The Paranormal Activity movies have been hit and miss with me. The first one scared me so badly that I cried, then I didn't like the second one, then the third one scared me so badly I cried again, the fourth one was definitely a miss for me, I liked the fifth one, and then I liked the sixth one too, and I thought it was a worthy end to the series. Then this one, the seventh movie, came out while I was in jail, so I couldn't watch it even if I HAD been able to get to a theater (our local theater closed doan because: covid) but I've seen every other movie in the series, so I definitely need to see this one. Let's see what I think of it.
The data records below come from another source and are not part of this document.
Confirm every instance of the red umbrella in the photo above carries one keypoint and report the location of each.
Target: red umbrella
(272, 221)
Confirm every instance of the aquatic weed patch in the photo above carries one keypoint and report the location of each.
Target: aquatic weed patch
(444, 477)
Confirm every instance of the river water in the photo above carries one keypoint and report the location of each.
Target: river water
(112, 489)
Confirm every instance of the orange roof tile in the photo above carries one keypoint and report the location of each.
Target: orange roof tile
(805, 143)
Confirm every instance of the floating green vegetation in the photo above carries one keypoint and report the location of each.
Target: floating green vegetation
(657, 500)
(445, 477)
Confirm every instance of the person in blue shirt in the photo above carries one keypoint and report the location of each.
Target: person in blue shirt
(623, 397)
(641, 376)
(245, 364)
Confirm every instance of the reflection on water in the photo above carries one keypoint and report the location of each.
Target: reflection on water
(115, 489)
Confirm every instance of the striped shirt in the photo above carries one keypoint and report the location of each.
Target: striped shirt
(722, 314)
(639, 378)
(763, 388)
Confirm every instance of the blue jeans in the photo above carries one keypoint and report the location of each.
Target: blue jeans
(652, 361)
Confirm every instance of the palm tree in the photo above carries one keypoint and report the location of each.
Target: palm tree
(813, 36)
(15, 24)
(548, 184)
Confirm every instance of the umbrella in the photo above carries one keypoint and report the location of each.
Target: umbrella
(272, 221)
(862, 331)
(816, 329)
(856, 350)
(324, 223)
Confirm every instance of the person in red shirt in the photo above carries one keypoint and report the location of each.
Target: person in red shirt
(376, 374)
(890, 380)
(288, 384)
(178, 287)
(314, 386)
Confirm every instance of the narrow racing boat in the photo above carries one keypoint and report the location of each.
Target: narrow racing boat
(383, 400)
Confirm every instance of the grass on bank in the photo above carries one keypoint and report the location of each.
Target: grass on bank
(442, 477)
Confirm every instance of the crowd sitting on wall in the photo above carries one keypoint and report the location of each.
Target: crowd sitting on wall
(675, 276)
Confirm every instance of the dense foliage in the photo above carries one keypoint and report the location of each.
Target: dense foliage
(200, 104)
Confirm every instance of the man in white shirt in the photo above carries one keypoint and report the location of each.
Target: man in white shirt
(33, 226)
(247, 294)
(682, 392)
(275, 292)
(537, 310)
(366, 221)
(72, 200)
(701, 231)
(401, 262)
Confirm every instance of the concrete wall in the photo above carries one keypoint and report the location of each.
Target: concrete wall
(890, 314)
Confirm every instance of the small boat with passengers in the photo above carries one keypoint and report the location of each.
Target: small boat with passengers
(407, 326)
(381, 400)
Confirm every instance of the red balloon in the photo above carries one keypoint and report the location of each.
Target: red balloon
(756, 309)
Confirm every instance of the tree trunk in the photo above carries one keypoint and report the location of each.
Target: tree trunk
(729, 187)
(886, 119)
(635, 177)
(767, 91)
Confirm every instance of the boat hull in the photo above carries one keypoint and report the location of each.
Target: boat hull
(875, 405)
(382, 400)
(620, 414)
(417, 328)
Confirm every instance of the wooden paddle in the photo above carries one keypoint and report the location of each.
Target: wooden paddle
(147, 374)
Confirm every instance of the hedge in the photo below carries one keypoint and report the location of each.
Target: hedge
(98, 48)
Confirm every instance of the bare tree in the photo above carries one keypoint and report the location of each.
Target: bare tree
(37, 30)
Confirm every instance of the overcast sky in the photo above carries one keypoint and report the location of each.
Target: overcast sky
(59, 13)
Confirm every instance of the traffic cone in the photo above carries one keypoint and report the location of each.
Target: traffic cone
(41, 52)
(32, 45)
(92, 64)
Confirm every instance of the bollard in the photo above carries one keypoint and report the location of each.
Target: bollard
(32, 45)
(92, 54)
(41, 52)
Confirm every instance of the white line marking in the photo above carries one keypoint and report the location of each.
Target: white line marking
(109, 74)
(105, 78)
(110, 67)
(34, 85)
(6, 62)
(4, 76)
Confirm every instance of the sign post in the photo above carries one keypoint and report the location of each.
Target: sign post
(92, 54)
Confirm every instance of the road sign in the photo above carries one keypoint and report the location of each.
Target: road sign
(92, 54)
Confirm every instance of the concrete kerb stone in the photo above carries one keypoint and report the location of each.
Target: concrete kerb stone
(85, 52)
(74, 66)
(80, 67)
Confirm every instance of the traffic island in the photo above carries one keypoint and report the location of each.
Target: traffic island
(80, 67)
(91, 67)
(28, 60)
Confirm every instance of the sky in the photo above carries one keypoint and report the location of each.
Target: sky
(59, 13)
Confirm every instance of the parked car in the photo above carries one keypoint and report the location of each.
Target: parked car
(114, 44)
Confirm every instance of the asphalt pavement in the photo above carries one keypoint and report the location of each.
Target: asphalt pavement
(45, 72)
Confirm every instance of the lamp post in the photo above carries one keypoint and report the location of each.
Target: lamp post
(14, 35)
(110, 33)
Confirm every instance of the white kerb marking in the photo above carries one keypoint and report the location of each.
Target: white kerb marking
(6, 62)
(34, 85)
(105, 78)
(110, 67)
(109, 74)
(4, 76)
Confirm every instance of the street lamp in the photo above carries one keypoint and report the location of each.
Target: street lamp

This movie features Margot, a young woman who was abandoned by her mother when she was a baby so she has always wondered who her birth family were and what's their story. One day, she is contacted by a young Amish man who is on his Rumspringa (a period of time where Amish teenagers experience the outside world before they choose whether they want to choose the Amish life). The young man took one of those "23 And Me" DNA tests and discovered that he's related to Margot. Excited to learn more about her birth mother, she follows the young man back to his Amish community hoping to learn more about her birth culture and her birth family. She brings a friend or two along with her and a few cameras hoping to document how the Amish live and what their community is like. The longer she stays, however, the stranger the behavior of the people in the community, until she begins to feel like something is horribly wrong. Will Margot learn about her past, or will something terrifying and evil take her very soul?
Let's see, what can I say about this movie? Well, Margot and her friends, Chris and Dale, make some of the stupidest moves I've ever seen in a movie. It's really hard to root for them because they seriously do the dumbest things. it's like those memes you see with street signs pointing toward death and characters in horror movies running towards death, that's these three geniuses. At first they're just disrespectful of the community, filming things they shouldn't and snooping around, and while I get that for purposes of this movie it's ok because these Amish people are really not who they appear to be, if this was just a regular movie and these people were really a simple Amish community, they would have good reason to kick these outsiders to the curb for their lack of respect.
The problem with these found footage type movies is that you always pretty much know what's going to happen at the end. Something bad that causes the deaths of the main characters so their footage can be found in the first place, right? I do give this movie props where lots of found footage type movies have nothing happen FOREVER to build a "slow burn" kind of atmosphere before everything goes apeshit insane at the end, this movie had a lot of stuff happening throughout the whole movie so things never got boring, it does look really stupid for them to stick around after awhile. Once I heard an old lady telling the main Amish guy "you have to do it now" and he agreed, I would be nope'ing the fuck out of there before I found out what "it" was that he had to do. Leaving behind that, plus the ridiculousness of them still filming way after anyone else would have put the camera down, there's a lot more suspension of disbelief than you have even with most found footage flicks.
I have to say something about the plot, because it's very "girl power" heavy in a fucked up way. One of the characters even says women are stronger and that's why they must bear this burden, which is a skewed way of looking at the world (but it's similar to something a character says in the movie "Jug Face," which is another twisted but kinda feminist flick I watched a few years ago for the challenge). This movie just has more everything, more gore than any other Paranormal Activity film, more plot behind what's going on, more jump scares, more characters to die if the evil thing gets loose. I guess more isn't always better, because this sequel left me cold in spite of throwing everything at me like that. I do have to say though that at 99minutes the movie never overstays its welcome. if you're a series completist like me, you know you have to see this one eventually, so you might as well bite the bullet. Who knows, you might even like it.